New Standard for Speech Recognition and Translation from the NVIDIA NeMo Canary Model

NVIDIA NeMo is an end-to-end platform for the development of multimodal generative AI models at scale anywhere—on any cloud and on-premises.

The NeMo team just released  Canary, a multilingual model that transcribes speech in English, Spanish, German, and French with punctuation and capitalization. Canary also provides bi-directional translation, between English and the three other supported languages.

Video 1. The Canary model transcribes and translates English, German, Spanish, and French

This post details the Canary model and how to use it.

Canary overview

Canary ranks at the top of the HuggingFace Open ASR Leaderboard with an average word error rate (WER) of 6.67%. It outperforms all other open-source models by a wide margin.

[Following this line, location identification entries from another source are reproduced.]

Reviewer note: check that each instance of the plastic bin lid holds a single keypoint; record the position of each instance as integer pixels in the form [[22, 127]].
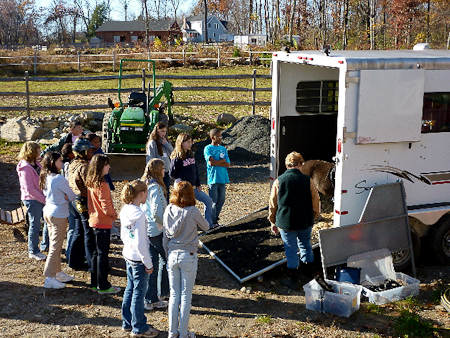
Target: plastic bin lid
[[373, 263]]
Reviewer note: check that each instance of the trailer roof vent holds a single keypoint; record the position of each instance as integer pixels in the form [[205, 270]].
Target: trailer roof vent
[[422, 46]]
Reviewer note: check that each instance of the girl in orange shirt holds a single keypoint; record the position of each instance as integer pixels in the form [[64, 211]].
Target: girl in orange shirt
[[101, 217]]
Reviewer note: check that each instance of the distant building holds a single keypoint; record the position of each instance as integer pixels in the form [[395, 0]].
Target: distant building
[[133, 31], [250, 39], [193, 29]]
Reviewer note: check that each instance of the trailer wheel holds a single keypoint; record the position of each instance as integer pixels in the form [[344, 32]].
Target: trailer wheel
[[402, 259], [440, 241]]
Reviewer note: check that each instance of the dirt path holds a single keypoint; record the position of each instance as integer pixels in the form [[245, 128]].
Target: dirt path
[[221, 308]]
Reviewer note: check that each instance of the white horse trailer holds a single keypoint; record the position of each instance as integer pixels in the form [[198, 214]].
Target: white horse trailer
[[381, 116]]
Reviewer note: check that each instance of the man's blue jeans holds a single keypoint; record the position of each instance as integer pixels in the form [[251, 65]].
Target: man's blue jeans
[[217, 194], [133, 316], [294, 241], [34, 211], [207, 201], [158, 281]]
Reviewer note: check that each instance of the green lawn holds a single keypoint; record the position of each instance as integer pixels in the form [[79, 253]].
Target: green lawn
[[185, 96]]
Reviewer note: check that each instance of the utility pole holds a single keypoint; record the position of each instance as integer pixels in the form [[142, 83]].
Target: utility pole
[[206, 28]]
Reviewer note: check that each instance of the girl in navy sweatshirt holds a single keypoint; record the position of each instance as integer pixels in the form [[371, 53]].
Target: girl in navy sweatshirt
[[184, 168]]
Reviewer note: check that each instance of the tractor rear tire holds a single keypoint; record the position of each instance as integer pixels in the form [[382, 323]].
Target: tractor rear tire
[[106, 134]]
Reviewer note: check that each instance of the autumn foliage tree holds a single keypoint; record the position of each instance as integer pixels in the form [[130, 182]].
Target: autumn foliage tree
[[18, 22]]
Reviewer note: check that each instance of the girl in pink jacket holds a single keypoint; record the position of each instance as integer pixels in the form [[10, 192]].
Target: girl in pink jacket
[[32, 196]]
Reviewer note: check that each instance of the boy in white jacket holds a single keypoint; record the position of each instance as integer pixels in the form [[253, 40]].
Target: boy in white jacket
[[137, 258]]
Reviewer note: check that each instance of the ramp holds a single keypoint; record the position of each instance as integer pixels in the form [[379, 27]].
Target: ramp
[[126, 166], [383, 224], [246, 247]]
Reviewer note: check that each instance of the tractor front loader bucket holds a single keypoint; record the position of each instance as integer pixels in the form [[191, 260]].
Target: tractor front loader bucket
[[126, 166]]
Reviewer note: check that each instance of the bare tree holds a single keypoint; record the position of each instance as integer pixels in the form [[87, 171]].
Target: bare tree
[[175, 5], [125, 5]]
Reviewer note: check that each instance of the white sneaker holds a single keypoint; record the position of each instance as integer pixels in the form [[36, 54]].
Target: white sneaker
[[38, 256], [64, 277], [161, 304], [53, 283]]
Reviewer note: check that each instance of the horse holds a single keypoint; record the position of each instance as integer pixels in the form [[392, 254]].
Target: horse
[[322, 175]]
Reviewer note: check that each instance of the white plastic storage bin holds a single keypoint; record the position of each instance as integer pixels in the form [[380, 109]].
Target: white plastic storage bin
[[343, 302], [410, 287], [376, 266]]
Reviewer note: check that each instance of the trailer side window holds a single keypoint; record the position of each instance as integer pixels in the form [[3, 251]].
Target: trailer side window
[[317, 97], [436, 113]]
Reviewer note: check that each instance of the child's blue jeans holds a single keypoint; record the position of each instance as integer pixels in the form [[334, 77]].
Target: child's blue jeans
[[217, 194], [133, 316]]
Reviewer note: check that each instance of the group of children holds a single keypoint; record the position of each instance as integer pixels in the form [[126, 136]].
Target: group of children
[[159, 234]]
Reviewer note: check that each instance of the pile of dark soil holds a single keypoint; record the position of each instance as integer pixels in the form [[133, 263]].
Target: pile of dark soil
[[246, 246], [247, 141]]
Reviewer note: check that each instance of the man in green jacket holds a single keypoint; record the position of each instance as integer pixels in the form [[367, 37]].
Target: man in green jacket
[[294, 204]]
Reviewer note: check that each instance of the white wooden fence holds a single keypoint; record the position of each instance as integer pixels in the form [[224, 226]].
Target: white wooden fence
[[27, 94], [113, 59]]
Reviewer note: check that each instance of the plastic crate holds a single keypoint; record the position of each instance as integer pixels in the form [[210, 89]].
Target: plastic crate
[[343, 302], [410, 287]]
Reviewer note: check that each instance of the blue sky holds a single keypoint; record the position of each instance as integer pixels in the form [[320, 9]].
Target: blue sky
[[133, 10]]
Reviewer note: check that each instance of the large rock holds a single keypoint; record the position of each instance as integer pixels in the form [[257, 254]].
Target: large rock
[[50, 124], [20, 129]]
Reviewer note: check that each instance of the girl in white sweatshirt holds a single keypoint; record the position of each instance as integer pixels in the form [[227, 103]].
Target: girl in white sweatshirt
[[137, 258]]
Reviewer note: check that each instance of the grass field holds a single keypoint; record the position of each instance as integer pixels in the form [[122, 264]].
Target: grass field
[[186, 96]]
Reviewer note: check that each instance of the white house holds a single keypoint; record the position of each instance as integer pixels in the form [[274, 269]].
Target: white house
[[251, 39], [193, 29]]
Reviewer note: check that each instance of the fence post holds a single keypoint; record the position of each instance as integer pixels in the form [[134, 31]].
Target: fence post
[[254, 92], [27, 90], [114, 61], [79, 65], [218, 57], [35, 60]]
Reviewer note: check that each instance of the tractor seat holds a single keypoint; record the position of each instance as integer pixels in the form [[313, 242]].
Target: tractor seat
[[137, 99]]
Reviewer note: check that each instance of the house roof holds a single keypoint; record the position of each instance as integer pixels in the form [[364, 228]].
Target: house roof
[[161, 25], [201, 18], [136, 26]]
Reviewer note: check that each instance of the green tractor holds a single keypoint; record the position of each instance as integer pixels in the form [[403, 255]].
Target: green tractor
[[127, 128]]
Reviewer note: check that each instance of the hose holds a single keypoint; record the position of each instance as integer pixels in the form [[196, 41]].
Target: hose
[[445, 298]]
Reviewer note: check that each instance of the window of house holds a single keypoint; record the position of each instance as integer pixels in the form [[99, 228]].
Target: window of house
[[317, 97], [436, 113]]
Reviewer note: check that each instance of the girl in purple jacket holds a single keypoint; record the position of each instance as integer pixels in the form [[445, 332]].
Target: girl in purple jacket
[[32, 196]]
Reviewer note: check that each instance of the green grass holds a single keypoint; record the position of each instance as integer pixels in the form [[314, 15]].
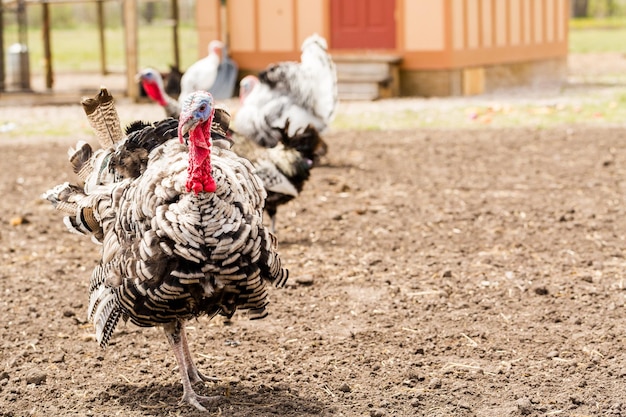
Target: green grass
[[76, 50], [615, 22], [597, 40], [597, 35]]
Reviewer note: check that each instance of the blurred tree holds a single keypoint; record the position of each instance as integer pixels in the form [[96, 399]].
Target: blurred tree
[[580, 8]]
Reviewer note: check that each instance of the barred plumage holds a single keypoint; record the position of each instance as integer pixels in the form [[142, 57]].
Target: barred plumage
[[182, 234]]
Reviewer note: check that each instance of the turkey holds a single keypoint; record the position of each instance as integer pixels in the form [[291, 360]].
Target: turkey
[[152, 83], [182, 236], [304, 93], [201, 75], [283, 169]]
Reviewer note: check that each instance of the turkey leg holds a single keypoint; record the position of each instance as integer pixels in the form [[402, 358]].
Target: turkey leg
[[192, 370], [175, 334]]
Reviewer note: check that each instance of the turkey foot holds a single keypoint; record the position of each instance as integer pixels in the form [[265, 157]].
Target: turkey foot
[[195, 375], [195, 400], [175, 333]]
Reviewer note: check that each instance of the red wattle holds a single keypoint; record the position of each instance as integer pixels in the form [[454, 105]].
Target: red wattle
[[199, 172]]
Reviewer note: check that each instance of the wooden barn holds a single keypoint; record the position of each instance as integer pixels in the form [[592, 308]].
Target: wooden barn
[[401, 47]]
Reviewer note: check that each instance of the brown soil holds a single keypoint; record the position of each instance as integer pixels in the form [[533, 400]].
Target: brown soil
[[438, 273]]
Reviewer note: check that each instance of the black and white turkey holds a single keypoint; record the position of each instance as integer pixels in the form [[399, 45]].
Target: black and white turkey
[[305, 93], [182, 233]]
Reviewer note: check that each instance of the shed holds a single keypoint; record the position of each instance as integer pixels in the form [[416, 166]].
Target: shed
[[401, 47]]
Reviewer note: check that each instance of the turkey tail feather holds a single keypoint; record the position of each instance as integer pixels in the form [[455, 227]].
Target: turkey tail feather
[[104, 309], [103, 118]]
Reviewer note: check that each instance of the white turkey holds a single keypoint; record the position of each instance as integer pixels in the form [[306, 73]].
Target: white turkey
[[305, 93], [201, 75], [182, 236], [284, 168]]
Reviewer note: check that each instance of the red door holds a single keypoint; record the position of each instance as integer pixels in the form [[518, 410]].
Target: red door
[[363, 24]]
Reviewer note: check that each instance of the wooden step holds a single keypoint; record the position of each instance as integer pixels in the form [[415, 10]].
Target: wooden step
[[367, 76], [358, 90]]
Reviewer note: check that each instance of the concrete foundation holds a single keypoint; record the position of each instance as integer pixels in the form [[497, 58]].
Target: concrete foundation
[[483, 79]]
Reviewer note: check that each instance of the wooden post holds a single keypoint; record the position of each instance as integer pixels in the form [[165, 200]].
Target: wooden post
[[47, 50], [103, 57], [130, 38], [2, 64], [175, 19]]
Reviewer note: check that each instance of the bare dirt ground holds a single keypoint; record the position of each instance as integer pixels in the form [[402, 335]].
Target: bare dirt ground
[[433, 272]]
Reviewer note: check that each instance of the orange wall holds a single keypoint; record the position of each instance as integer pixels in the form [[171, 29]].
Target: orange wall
[[431, 34]]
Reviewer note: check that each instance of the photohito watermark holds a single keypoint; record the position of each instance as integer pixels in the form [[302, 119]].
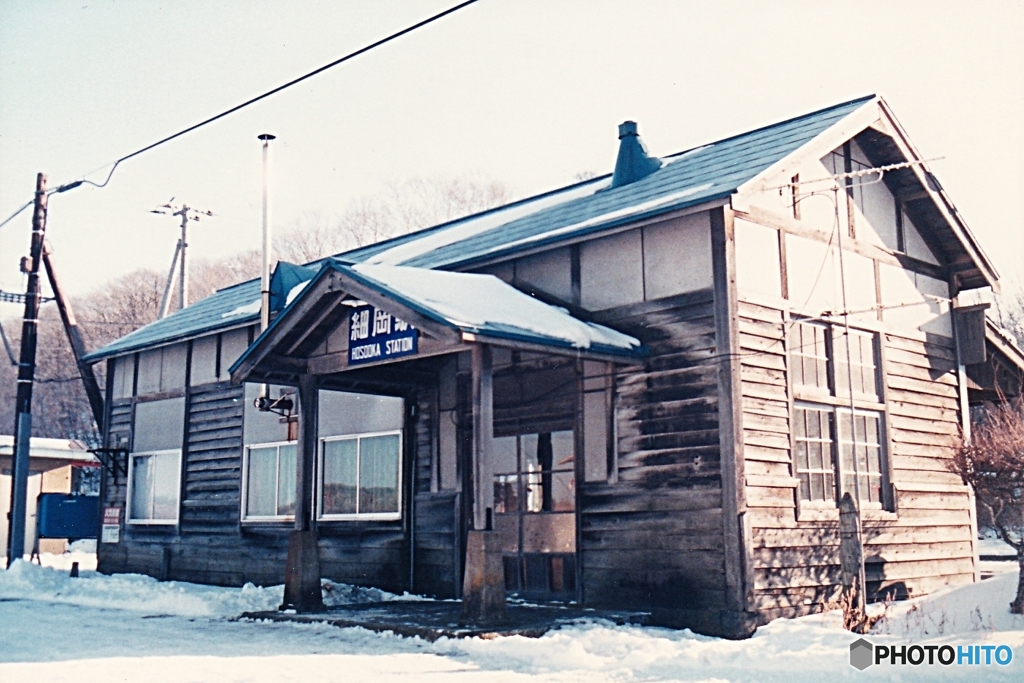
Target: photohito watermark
[[864, 654]]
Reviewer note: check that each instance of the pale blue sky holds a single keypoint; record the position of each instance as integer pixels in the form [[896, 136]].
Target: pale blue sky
[[524, 92]]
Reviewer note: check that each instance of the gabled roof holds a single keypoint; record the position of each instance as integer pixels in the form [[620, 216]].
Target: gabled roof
[[229, 307], [695, 176], [702, 175], [454, 306]]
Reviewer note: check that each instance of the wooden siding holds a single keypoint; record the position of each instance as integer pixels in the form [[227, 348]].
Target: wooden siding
[[926, 544], [653, 540], [435, 516], [211, 545]]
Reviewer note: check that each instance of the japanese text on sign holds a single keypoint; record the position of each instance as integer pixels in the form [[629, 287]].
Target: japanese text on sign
[[377, 335]]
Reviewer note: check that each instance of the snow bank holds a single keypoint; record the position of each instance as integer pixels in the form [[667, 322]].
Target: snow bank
[[138, 593], [134, 593]]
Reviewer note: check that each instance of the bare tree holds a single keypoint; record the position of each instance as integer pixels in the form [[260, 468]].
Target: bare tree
[[992, 463], [59, 407], [207, 276], [1010, 313]]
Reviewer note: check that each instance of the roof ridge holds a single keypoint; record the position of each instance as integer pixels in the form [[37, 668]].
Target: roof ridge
[[752, 131]]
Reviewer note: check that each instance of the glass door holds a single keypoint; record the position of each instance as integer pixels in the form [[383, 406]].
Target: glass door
[[535, 513]]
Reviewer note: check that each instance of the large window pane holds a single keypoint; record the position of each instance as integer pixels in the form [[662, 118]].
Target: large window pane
[[861, 455], [504, 451], [340, 477], [813, 454], [165, 498], [861, 361], [261, 483], [141, 487], [562, 450], [379, 473], [286, 479]]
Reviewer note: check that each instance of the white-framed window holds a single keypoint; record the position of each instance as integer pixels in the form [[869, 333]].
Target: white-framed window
[[836, 452], [268, 481], [154, 486], [359, 477]]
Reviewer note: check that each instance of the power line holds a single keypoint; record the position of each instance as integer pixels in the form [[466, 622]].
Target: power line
[[71, 185]]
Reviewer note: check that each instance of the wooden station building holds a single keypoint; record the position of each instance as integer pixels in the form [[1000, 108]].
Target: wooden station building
[[643, 391]]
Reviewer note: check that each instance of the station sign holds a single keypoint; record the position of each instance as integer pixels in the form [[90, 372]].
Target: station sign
[[377, 335]]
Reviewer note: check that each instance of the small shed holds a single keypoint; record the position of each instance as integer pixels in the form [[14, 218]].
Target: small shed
[[55, 466]]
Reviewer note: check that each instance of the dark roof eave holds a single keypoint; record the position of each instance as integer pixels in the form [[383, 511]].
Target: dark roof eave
[[103, 353], [603, 351]]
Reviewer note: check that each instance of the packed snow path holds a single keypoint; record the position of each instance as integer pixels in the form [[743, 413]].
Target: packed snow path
[[130, 628]]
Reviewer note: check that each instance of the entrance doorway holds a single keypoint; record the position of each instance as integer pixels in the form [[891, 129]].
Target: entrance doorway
[[535, 513]]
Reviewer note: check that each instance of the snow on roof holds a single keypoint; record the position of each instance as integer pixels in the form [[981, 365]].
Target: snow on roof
[[473, 225], [61, 449], [486, 305], [696, 176]]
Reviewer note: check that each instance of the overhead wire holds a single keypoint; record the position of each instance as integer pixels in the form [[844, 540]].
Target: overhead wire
[[252, 100]]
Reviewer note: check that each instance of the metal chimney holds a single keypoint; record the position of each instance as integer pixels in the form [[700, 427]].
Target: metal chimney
[[633, 162], [264, 319]]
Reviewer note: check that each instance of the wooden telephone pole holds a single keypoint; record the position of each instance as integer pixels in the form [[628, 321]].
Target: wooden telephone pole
[[186, 213], [26, 378]]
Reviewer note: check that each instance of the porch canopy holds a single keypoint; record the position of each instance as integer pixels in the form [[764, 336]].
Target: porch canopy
[[448, 311], [370, 326]]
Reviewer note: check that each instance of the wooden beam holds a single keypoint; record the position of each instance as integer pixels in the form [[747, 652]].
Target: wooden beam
[[327, 307], [771, 219], [483, 432], [337, 361], [308, 391], [738, 572], [302, 573]]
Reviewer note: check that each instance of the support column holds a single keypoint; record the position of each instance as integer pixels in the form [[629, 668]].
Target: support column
[[302, 575], [483, 584]]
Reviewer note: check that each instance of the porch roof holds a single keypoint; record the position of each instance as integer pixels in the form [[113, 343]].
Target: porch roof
[[456, 307]]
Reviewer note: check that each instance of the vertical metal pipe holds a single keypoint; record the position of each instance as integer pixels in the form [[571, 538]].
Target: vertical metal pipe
[[26, 377], [267, 247], [483, 431]]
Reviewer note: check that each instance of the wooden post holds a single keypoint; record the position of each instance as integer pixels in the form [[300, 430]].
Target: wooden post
[[738, 567], [302, 574], [92, 391], [26, 378], [483, 421], [483, 583], [851, 550]]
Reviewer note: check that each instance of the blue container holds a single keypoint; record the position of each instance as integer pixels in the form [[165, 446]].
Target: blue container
[[67, 516]]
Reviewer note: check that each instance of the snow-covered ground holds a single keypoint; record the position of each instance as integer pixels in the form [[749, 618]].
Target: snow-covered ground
[[131, 628]]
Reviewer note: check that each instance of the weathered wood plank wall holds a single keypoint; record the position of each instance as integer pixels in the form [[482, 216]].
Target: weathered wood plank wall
[[925, 544], [653, 539]]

Canary is trained on a combination of public and in-house data. It uses 85K hours of transcribed speech to learn speech recognition. To teach Canary translation, we used NVIDIA NeMo text translation models to generate translations of the original transcripts in all supported languages.

Despite using an order of magnitude less data, Canary outperforms the similarly sized Whisper-large-v3, and SeamlessM4T-Medium-v1 models on both transcription and translation tasks. On the MCV 16.1 test sets for English, Spanish, French, and German, Canary had a WER of 5.77 (Figure 1).

Bar chart shows the averaged word error rate of the Canary (5.77), SeamlessM4T (6.41 for v2, 9.48 for v-1), and Whisper (8.05) models. — *Figure 1. Average word error rate (WER) on MCV 16.1 test sets*
*(lower is better)*

Bar charts show average BLEU scores with 30.57 for Canary on translation from English. — *(a) Translations from English to Spanish, French and German on the FLEURS and MExpresso test sets (higher is better)*

Bar charts show average BLEU scores with 34.25 for Canary on translation to English. — *(a) Translations from English to Spanish, French and German on the FLEURS and MExpresso test sets (higher is better)*

You can try the canary-1b model inside the Gradio demo. For more information about how to access Canary locally and build on top of it, see the NVIDIA/NeMo GitHub repo

Canary architecture

Canary is an encoder-decoder model built on NVIDIA innovations.

The encoder is Fast-Conformer, an efficient Conformer architecture optimized for ~3x savings on compute and ~4x savings on memory. The encoder processes audio in the form of log-mel spectrogram features and the transformer decoder generates output text tokens in an auto-regressive manner. The decoder is prompted with special tokens to control whether Canary performs transcription or translation.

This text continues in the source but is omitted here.